Os contratos de infraestrutura geralmente contêm cláusulas que regulam eventos de força maior, mas por vezes se limitam a defini-la, excluir responsabilidades e, eventualmente, listar ocorrências que serão ou não tratadas como eventos dessa natureza. Dificilmente, no entanto, essas hipóteses incluem epidemias, pandemias ou outros problemas de saúde pública (a exemplo do Silver Book da Fidic).
No Brasil, a legislação vigente não é restritiva. O Código Civil define força maior de maneira ampla: fato cujos efeitos não era possível evitar ou impedir (art. 393, parágrafo único), isenta o devedor de responsabilidade pelos prejuízos resultantes (art. 399) e, especificamente com relação aos contratos de empreitada, permite a suspensão da obra (art. 625, I). Nos contratos públicos, aos quais o Código Civil se aplica subsidiariamente, de modo similar, a Lei 8.666/1993 prevê a força maior como uma das hipóteses que autorizam revisão do contrato (art. 65, d), assim como a ocorrência de “fatos imprevisíveis, ou previsíveis, porém de consequências incalculáveis, retardadores ou impeditivos da execução do ajustado”, inclusive autorizando a sua rescisão (art. 78, XVII). Na mesma linha, o RDC (art.9º, § 4º, I) e a Lei de Concessões (art. 38, § 1º, III). Já a Lei das PPPs delega às partes a alocação de riscos de força maior (art. 5º, inciso III).

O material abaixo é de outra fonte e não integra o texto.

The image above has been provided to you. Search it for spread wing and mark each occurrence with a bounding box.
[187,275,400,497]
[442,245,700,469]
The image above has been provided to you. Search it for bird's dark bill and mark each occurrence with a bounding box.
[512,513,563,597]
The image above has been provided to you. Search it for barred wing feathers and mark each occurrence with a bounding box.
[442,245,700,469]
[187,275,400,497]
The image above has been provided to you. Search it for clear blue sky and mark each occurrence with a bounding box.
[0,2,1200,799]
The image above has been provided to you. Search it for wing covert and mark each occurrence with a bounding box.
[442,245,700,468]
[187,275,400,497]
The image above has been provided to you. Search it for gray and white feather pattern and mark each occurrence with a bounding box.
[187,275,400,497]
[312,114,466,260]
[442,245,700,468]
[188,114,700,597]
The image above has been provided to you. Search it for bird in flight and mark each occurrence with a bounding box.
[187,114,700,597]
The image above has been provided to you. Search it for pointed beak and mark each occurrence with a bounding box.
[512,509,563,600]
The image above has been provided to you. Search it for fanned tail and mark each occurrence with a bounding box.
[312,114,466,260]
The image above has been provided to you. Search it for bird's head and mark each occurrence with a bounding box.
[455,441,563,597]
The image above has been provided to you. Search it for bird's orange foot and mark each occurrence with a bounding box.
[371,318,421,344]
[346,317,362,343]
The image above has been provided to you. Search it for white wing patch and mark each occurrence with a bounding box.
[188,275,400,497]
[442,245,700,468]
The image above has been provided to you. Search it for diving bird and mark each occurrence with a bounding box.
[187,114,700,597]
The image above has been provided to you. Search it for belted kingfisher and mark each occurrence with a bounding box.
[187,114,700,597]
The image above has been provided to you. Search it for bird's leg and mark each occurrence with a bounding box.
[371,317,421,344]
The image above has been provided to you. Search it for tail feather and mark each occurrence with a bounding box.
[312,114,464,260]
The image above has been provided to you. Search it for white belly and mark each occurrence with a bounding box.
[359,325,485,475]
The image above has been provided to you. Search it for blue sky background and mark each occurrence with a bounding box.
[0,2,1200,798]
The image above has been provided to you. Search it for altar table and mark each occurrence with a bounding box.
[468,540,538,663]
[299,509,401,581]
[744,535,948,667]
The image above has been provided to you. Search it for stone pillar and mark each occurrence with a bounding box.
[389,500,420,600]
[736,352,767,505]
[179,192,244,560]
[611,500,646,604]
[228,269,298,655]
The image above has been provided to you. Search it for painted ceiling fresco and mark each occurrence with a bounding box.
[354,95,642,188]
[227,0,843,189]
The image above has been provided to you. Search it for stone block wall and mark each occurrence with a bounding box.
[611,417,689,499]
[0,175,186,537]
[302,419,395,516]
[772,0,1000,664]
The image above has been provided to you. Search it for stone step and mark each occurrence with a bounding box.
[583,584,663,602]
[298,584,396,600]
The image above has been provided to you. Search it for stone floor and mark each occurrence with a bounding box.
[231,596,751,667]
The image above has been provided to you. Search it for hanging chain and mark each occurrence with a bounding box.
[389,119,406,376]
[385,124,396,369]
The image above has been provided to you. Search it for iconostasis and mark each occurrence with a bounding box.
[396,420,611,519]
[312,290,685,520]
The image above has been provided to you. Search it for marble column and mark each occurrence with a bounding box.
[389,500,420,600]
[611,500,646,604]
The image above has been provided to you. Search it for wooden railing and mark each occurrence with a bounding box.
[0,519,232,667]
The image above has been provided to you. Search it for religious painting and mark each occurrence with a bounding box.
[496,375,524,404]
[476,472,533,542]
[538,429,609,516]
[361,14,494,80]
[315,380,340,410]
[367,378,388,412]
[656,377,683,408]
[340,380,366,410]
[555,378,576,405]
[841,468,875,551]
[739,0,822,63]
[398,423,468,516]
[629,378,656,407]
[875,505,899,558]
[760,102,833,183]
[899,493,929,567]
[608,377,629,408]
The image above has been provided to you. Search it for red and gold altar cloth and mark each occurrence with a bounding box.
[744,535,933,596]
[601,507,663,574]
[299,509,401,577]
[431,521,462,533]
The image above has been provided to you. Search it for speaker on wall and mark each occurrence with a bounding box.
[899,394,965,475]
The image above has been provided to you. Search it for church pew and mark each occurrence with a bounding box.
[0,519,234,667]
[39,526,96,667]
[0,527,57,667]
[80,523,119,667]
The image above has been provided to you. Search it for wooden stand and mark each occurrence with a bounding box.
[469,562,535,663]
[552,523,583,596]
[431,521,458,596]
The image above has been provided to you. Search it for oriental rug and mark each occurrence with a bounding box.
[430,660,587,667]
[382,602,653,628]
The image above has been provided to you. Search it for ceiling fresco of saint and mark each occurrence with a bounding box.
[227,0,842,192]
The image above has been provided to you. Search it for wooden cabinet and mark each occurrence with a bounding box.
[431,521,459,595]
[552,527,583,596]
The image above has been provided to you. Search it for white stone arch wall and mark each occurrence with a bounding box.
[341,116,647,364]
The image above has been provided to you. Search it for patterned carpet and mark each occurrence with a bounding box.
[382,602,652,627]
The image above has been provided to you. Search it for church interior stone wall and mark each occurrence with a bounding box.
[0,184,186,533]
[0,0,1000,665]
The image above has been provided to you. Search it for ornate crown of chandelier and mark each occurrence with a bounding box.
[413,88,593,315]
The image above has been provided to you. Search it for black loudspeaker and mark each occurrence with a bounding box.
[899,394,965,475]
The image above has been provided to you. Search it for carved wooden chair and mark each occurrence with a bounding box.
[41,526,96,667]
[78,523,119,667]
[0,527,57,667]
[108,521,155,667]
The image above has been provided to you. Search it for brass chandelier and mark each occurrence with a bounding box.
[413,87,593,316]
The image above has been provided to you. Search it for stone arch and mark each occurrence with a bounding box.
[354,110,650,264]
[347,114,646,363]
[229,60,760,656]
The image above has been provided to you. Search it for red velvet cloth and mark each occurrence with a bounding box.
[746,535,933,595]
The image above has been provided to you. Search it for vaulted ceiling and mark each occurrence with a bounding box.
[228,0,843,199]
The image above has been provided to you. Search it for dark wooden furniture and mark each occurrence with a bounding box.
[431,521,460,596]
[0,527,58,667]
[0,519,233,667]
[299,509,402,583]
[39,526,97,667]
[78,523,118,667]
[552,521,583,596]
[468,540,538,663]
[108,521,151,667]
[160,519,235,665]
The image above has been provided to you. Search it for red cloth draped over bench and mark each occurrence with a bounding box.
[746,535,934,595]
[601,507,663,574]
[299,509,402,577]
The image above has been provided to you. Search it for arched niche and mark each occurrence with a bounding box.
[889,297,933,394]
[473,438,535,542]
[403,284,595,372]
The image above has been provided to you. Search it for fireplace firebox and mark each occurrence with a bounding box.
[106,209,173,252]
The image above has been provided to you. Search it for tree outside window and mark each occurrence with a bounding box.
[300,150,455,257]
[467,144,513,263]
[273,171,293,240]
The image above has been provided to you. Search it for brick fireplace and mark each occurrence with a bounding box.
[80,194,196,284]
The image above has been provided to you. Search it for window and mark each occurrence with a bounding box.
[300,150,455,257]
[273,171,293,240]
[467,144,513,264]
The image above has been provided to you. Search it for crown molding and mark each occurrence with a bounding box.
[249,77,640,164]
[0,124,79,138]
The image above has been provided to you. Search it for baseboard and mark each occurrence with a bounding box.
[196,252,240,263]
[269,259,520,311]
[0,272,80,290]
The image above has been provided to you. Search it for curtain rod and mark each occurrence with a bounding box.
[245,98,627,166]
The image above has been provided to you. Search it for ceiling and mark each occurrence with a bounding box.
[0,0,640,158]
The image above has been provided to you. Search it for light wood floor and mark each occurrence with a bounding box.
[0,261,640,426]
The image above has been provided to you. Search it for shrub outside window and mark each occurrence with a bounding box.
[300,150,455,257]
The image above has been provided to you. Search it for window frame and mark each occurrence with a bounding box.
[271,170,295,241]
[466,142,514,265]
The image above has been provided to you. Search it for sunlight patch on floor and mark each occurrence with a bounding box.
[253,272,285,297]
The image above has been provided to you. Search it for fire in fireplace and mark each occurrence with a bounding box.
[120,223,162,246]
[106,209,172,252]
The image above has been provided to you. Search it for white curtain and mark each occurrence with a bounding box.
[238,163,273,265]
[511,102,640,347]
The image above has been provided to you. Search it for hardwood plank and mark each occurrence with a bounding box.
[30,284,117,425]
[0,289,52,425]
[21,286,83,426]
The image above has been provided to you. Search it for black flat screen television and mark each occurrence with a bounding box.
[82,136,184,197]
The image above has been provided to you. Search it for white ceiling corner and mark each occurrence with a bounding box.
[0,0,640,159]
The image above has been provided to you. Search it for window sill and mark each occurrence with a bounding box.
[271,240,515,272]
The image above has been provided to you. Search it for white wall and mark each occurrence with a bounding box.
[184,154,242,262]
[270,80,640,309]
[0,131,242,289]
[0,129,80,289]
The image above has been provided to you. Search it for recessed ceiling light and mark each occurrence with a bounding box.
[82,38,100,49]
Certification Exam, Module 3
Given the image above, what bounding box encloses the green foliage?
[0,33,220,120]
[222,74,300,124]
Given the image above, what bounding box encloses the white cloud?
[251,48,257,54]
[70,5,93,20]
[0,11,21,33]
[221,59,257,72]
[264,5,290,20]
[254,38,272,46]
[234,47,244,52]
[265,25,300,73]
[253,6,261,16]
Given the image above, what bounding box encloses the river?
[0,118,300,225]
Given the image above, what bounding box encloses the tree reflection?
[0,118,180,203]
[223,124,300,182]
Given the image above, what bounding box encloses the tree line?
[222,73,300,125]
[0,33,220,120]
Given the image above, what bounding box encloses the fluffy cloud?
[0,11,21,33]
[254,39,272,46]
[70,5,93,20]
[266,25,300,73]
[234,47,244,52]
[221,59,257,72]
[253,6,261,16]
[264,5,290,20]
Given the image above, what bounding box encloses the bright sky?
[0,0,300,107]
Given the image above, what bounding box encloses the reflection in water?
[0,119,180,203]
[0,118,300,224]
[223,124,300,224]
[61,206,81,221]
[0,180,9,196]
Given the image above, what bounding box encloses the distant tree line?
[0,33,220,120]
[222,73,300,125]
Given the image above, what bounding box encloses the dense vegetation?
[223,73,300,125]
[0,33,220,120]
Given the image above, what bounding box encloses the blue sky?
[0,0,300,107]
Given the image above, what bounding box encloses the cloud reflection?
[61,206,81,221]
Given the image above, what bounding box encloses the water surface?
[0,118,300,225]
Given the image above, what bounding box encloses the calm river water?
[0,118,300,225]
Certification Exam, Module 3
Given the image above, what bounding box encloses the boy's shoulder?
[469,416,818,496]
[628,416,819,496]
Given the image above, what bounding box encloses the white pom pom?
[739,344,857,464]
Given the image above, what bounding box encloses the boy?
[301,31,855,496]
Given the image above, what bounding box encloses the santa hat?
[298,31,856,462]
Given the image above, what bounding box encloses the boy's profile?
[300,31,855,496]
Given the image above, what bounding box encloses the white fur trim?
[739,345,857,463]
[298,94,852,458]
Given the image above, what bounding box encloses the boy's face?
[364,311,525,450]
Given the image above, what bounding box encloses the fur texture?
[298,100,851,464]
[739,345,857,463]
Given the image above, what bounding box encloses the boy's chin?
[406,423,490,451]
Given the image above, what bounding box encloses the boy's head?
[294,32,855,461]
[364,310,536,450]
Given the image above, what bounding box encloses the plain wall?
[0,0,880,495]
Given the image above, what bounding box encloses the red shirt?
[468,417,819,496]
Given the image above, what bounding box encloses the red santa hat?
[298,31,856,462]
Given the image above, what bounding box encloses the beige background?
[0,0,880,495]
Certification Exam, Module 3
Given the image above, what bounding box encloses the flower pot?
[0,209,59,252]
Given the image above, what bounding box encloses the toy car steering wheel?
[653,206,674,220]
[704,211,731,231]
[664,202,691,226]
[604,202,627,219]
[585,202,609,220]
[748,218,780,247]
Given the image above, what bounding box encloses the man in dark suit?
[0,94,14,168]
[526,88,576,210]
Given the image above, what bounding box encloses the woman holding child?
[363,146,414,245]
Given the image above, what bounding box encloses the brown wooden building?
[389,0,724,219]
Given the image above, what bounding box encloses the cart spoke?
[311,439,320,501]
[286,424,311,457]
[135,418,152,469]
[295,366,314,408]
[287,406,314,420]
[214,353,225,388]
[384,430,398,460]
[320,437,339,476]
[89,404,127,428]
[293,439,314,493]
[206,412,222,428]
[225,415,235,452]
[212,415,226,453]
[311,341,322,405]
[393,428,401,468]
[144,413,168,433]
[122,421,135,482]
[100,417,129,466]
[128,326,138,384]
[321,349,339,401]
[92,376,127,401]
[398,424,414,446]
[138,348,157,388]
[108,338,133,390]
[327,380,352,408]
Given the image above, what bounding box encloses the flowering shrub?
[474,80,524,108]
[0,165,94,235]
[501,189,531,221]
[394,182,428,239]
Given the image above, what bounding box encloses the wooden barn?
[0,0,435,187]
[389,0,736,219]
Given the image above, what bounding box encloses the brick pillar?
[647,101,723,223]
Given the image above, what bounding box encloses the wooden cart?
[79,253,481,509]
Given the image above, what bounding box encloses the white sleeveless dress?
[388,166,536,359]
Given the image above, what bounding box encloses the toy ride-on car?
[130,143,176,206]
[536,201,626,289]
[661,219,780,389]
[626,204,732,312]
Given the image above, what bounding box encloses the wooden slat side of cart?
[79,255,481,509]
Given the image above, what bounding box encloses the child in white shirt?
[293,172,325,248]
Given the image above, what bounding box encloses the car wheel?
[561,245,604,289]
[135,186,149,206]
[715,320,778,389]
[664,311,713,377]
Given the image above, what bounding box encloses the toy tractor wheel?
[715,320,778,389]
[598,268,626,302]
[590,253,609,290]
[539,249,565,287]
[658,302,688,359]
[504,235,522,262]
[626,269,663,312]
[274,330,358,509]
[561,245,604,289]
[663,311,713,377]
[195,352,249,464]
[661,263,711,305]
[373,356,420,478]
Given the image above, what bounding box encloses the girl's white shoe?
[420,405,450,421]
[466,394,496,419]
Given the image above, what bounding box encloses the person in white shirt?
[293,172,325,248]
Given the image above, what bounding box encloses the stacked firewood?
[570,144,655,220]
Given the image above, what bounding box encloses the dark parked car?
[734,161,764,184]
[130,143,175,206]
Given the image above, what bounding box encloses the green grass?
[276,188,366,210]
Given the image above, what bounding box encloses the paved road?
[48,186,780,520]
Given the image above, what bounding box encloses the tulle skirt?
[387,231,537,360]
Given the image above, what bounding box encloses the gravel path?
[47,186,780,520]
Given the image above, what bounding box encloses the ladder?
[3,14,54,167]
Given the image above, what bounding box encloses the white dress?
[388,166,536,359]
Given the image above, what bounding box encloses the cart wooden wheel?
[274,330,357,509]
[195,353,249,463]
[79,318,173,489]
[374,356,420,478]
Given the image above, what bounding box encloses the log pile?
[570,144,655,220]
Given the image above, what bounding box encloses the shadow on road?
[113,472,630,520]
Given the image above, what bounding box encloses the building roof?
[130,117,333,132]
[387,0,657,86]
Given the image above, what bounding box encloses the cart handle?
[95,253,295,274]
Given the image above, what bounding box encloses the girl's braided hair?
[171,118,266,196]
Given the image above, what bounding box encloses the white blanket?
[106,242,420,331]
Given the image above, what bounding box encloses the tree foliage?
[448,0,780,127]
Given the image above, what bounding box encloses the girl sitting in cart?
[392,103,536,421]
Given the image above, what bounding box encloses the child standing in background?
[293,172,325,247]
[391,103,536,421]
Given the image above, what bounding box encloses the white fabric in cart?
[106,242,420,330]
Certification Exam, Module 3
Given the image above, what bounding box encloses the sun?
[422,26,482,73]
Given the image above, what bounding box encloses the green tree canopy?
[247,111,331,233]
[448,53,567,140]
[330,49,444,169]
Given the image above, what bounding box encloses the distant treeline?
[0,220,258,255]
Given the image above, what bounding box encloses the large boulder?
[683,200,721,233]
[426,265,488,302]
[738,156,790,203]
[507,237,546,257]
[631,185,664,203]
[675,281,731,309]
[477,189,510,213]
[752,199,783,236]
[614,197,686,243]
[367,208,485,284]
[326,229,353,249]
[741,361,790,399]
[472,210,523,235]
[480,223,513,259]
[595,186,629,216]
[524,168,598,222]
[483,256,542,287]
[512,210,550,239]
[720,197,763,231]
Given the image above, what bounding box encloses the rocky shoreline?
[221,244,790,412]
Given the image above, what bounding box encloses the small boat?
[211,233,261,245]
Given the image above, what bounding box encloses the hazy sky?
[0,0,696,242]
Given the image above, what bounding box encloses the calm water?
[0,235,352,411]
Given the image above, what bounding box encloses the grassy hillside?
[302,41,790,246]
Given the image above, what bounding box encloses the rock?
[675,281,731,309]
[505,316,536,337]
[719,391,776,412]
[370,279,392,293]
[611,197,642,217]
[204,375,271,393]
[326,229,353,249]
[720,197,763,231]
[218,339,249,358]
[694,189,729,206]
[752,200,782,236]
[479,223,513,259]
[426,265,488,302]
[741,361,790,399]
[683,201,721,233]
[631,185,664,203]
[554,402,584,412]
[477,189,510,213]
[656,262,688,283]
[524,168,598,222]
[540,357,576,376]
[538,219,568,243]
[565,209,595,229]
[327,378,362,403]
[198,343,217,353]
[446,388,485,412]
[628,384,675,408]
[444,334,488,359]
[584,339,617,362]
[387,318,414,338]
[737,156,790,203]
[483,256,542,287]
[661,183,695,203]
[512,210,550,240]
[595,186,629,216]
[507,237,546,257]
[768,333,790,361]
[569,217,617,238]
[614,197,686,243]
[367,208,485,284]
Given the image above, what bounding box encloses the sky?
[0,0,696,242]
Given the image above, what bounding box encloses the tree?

Assim, ainda que não prevista expressamente, a pandemia da Covid-19 é e deve ser tratada como força maior (seja pela sua própria natureza, pela classificação conferida pela OMS, ou por determinação governamental limitando determinadas atividades). Poucos contratos, porém, regulam como serão tratadas as consequências de tais eventos, e poucos definem a alocação de responsabilidade entre as partes. Afinal, se os prejuízos oriundos de eventos de força maior não são de responsabilidade do devedor, quem arcará com eles?
A resposta pode parecer óbvia, mas não é tão simples. O objetivo não é privilegiar uma das partes em detrimento da outra. A exclusão de responsabilidade do devedor pelos prejuízos não é extensiva. Ele terá, por exemplo, o dever de adotar medidas mitigadoras. Mas que medidas são essas? E os custos de sua adoção? A quem caberá a decisão?
Como se vê, a situação é complexa. Não existe resposta única, mas um contrato bem redigido e bem gerido certamente ajudará. E é recomendável não deixar o assunto para depois. Apesar das licenças legais e contratuais, é imperioso que se notifique a outra parte da força maior, que as partes se reúnam e enderecem as questões acima e que fiquem registradas as decisões tomadas. Tais registros serão certamente muito úteis na solução a ser adotada posteriormente (especialmente com relação a custos), seja ela amigável ou litigiosa.